M.I.A. - 'Matangi' - One of this year's most unique albums
A long time coming…
Along with Tinie Tempah’s Demonstration, Matangi is another album out this week that has suffered a number of delays and setbacks on the way to its release, but the stories behind each couldn’t be more different. In Tinie’s case, it was reportedly the artist’s choice to delay the release.
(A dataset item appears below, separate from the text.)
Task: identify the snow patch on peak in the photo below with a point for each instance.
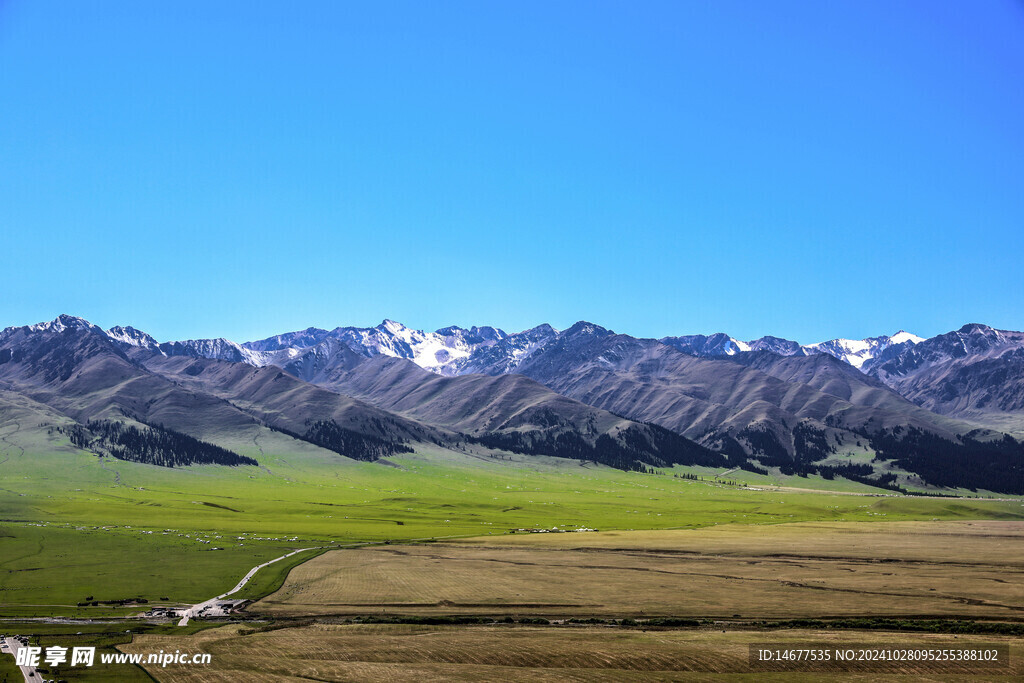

M.I.A., on the other hand, has by all accounts, been positively itching to get Matangi into stores, publicly claiming that she has re-submitted the album to her label, Interscope, more than once, saying that the label kept rejecting it because it was ‘too positive’ for her bad girl image. By the time August rolled around, the singer was becoming so frustrated she even threatened via Twitter to leak the whole album and make a new one if Interscope didn’t confirm a release date soon. Thankfully, whatever the reasons for the dispute, Matangi finally dropped this week…and it’s quite a piece of work.
Who’s at the controls?
With 15 tracks in all, there are production credits for Switch, Hit-Boy, The Partysquad, Doc McKinney, Surkin and Danja, as well as M.I.A. herself. The result is a frenetic, genre-busting epic of a record that takes in everything from bhangra to hip-hop. Matangi doesn’t so much blend genres together as smash them into one another and gleefully clap its hands at the ensuing destruction. That might sound chaotic…well, it is chaotic…but it’s also absolutely thrilling.
What are the highlights?
Matangi begins serenely enough; the gentle sitars and Indian-style drones that usher in ‘Karmageddon’ briefly lull the listener into a false sense of security before the electro-Bollywood mash-up of a title track bounces into life. The next 12 minutes or so that also take in ‘Only 1 U’ and ‘Warriors’ are a bit of an onslaught, with beats, verses and choruses that constantly morph from one style and pace to another, incorporating so many influences it’s difficult to keep track. By the time ‘Come Walk With Me’ arrives, it feels like a breather for about a minute and a half before we’re off again with a stomping kick drum and chopped-up vocals.
‘Exodus’ is the first of two tracks featuring Canadian R&B artist The Weeknd, reprised at the end of the album with ‘Sexodus’, and it’s one of the more radio-friendly cuts on the record, along with the single ‘Bad Girls’. ‘Bring The Noize’ is another of the album’s highlights, kicking off with its machine-gun vocal slices and featuring a breakneck-speed rap from M.I.A.
What’s the verdict?
Matangi is one of the most unique, challenging and original albums you will hear this year, in any genre. It is disorientating at times and might be too intense a listening experience for some, but credit where it’s due: M.I.A. is a singular artist in the pop / R&B landscape right now, and Matangi sets her apart from her peers. There are hundreds of adjectives you could throw at this record, but if you can wrap your head around everything that’s happening on this album, it’s well worth the effort.